Chattanooga: Insurance agent faces charges of fraud, theft

April 9th, 2009 by Elizabeth Ryan in Local Regional News

An arrest warrant was issued Wednesday for a Chattanooga insurance agent accused of defrauding a policyholder out of $2.6 million in unearned commissions and fees.

Edward Prater, co-founder of U.S. Insurance Group LLC at 376 Market St., is charged with insurance fraud, theft by taking and first-degree forgery for allegedly adding unauthorized commissions to a client's policies, according to a release from the Georgia Insurance Commissioner's office.

The client was "a commercial trucking firm. This firm was having to charge its clients more, running up the cost of business that they were providing people," said Georgia Insurance Commissioner John Oxendine. "For a small business to get ripped off an additional $2.6 million of overhead in an economy like this, that's costing people's jobs, that's hurting everyday employees."

U.S. Insurance Group is one of the largest privately held transportation specialists in the United States, focusing on long-haul trucking companies, dump trucks and terminal coverage, according to the company's Web site.


The office of Georgia Insurance Commissioner John W. Oxendine: 404-656-2070

The Tennessee Department of Commerce & Insurance:

or 615-741-2241

Mr. Prater is accused of telling a client they would be charged a set fee for his services, but later changing the premium amount on the contracts to add a commission for himself, Mr. Oxendine said. After the client approved the contract, Mr. Prater allegedly changed the contract again before returning it to the company that underwrote the business, according to Mr. Oxendine.

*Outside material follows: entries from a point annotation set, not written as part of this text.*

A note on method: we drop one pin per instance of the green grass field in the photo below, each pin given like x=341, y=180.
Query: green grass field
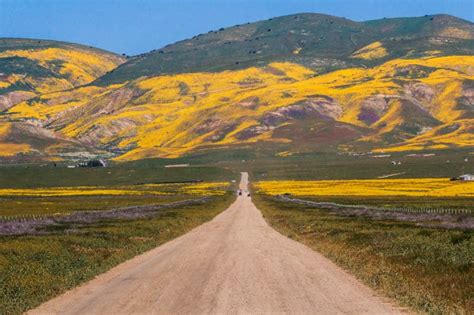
x=34, y=269
x=427, y=269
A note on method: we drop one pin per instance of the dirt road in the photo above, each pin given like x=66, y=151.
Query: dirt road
x=235, y=263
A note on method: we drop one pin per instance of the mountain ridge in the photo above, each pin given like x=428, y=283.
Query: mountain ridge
x=380, y=93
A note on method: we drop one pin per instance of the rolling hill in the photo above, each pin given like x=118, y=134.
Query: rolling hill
x=299, y=83
x=31, y=67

The suspected fraud began in 2003 primarily affecting group auto and worker's compensation policies, Mr. Oxendine said.

For another group of policies underwritten by Lloyd's of London for the same client, Mr. Prater added a fee he said was going to Lloyd's but was actually for himself, Mr. Oxendine said.

"He basically charged double commission plus a fake fee," Mr. Oxendine said.

Mr. Prater was not licensed to sell insurance in Georgia but through his agency sold the policies in the state, according to the commissioner's office.

Mr. Prater could not be reached for comment, but Russ Huston, president of U.S. Insurance Group on Market Street, said the company still is operating and that all claims would be honored.

"This is nothing against U.S. Insurance Group," he said.

U.S. Insurance Group also has offices in Brentwood, Tenn., and Lakeland, Fla., but it is not a part of the investigation at this point, according to Wayne Whitaker, spokesman for the commissioner.

The identity of the affected business is not being released now, but Mr. Oxendine said more victims may exist.

"We'd like to hear from anyone who has done business with Mr. Prater and who has reason to believe they paid too much," he said.

Mr. Oxendine said the commission plans to seek restitution for the victims.

Mr. Prater has been ordered to turn himself in to authorities in Atlanta, Mr. Whitaker said.

Insurance fraud is a felony with a penalty of two to 10 years in prison and/or a fine of up to $10,000.